Howard Bryant, ESPN Senior Writer 9y

Winning Serena's sole focus

Tennis

INDIAN WELLS, Calif. -- Serena Williams is engaged in a two-step program at the BNP Paribas Open at Indian Wells. The first was to withstand the maelstrom of emotions that surrounded her return to the tournament after nearly 15 years. The questions of her return -- not the negotiations that preceded it or the political components in a time of heightened racial tensions -- were appropriately bigger than tennis. It was far more important than a first-round match with Monica Niculescu.

Step 1 is complete. Now Williams can fully engage in Step 2: winning the tournament. She overcame Niculescu, destroyed Zarina Diyas, flattened Sloane Stephens and beat Timea Bacsinszky in the quarterfinals. Yet in her classic third-person assessment, Williams is aware of her truth. She hasn't played particularly well. Her starts have been slow, evidenced by 0-2, 0-3 and 0-2 holes in three of those matches.

No player, however, has made Williams pay. Her championship credentials find their way into every match, crucially and decisively. Her serve, which separates her from the rest of the women's game, has been sporadic -- equally dazzling and disappointing. (She had nine double faults versus Stephens.) But when it was time, Williams' serve broke Stephens.

So far, the Williams dynamic here is what it has been for the past few years. Each match rests on her racket. The questions being whether her early sluggishness would put her in a deficit from which she would not escape, or if, at 33, one of those bad days from Williams will come at the wrong time -- on the biggest stage.

"Well, you know me. I can't name anything I'm pleased with today," Williams said after beating Bacsinszky. "I'm just happy that I was able to get through that and still be alive in this tournament when I haven't been the Serena that we all know."

In the semifinals, world No. 3 Simona Halep awaits. This is the same Halep who destroyed Williams 6-0, 6-2 in the year-end championships round-robin stage, and the same Halep whom Williams destroyed 6-3, 6-0 days later in the final. Williams is 4-1 lifetime against her Romanian opponent.

"They were totally different," Williams said, referring to the Singapore matches. "What I take out most is to be ready. I expect her to be playing an incredible game. I don't think I was necessarily ready for that. Now I'm ready for her to be the great player that she is capable of being."

Halep, in many ways, is the anti-Stephens. Both had their breakouts in 2013. Stephens beat Williams in the Australian Open quarters, and Halep, who ended 2012 ranked 47th, won six titles in 2013 and finished the year 11th.

Stephens also reached 11th in the world. She became famous for beating Williams at the Aussie. As an American, Stephens was given dispensation as being a "big-match player," as so much of the tennis world and its punditry desperately craves another American star. She sold many products, parroting her sponsor Under Armour's slogan, "I Will What I Want."

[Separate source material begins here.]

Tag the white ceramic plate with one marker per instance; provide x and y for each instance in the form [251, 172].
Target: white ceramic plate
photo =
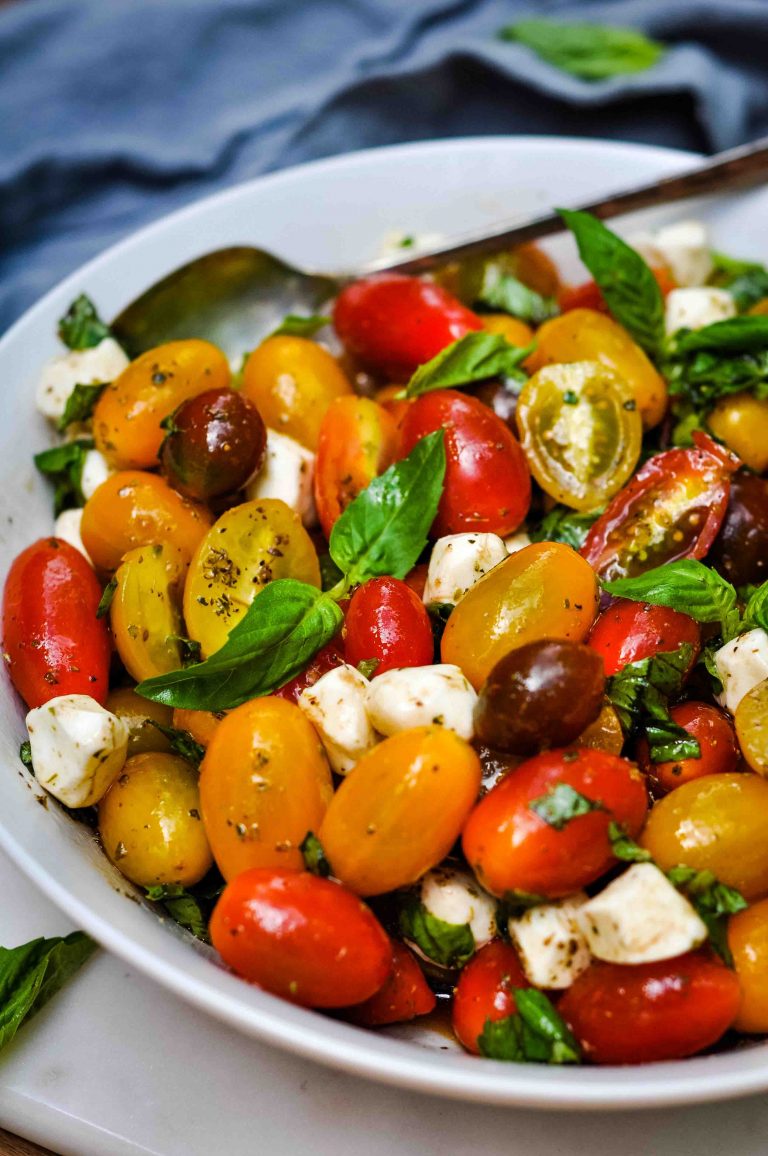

The hot lights followed her, and, outside of being famous, Stephens has wilted under them. She's currently ranked 42nd in the world.

Stephens lives with a sense of unsettled confrontation and has an odd detachment from competition. (After losing the final two sets 6-2, 6-2 versus Williams, Stephens said how happy she was of how she "competed.") And at this stage in her career, it is unclear how much of the fight she really wants.

Meanwhile, Halep is all fight. She started 2014 ranked 11th and finished third. Last year she reached the Australian Open quarters, the French Open final and the Wimbledon semifinals.

"I learned that if I have courage to go on court and just to think that I can win, I can do it," Halep said of the two matches with Williams in Singapore. "I'm nervous and have emotions. It's much more difficult to play against her. You have to just believe and just to go to your game and try everything to win."

Halep won Doha, a Premier 5-level event a few weeks ago, but Indian Wells would be the biggest tournament victory of her career. Williams stands in her way, but Halep isn't unique in that regard. Serena Williams stands in everyone's way.